Noch beschränkt sich das wirtschaftliche Potenzial der Gemeinschaften auf das so genannte social learning: Hier wird eine kritische und gruppenorientierte Lernkultur geschaffen, die sich kommerziell nutzen lässt. Indem Unternehmen diese neue Kultur in ihre Geschäftsabläufe einbeziehen, können sie vom Community-Gedanken profitieren. Es eröffnen sich verschränkte Formen der Wissensgenerierung. Das arbeiten Christian Eigner und Peter Nausner in ihrem Beitrag heraus.

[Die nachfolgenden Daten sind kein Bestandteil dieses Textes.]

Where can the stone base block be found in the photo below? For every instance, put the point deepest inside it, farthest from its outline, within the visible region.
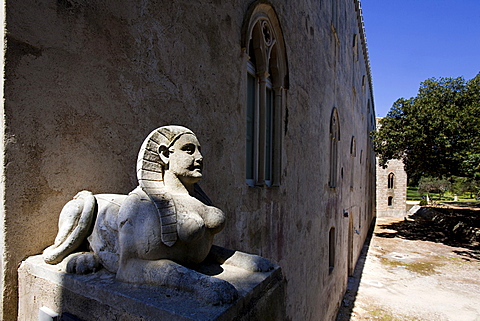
(98, 296)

Soziale Netzwerke und kommerzielle Anbieter müssen sich also nicht bekämpfen, sondern können sinnvolle Anknüpfungspunkte finden, so die Schlussfolgerung. Das ist das Fazit der vier Autoren, die sich mit ihrem populärwissenschaftlichen Buch vor allem an interessierte Einsteiger wenden. Es sollen „neue, in der Praxis zu erprobende Wege“ aufgezeigt werden. Dem entspricht der gesamte Stil des Buches. Es ist mit vielen Beispielen gespickt und hat wenig Literaturangaben. Reportage und Erfahrungsbericht lockern als ausgefallene Darstellungsformen das Buch zusätzlich auf.
Im Beitrag von Christian Eigner beispielsweise diskutieren zwei fiktive Personen über den Nutzen von Onlineangeboten traditioneller Medien. Beide Gesprächspartner kritisieren, dass diese Seiten Informationsinseln gleichen, von denen keine Links nach außen führen. Auf ihrem Streifzug durch das Internet finden die zwei dann aber doch noch zahlreiche Informationsseiten, die viele externe Bezüge aufweisen. Mit der Entdeckung der Weblogs steht ihnen nun eine „neue Kulturtechnik“ zur Verfügung, die Information und Hypertextualität miteinander verbindet.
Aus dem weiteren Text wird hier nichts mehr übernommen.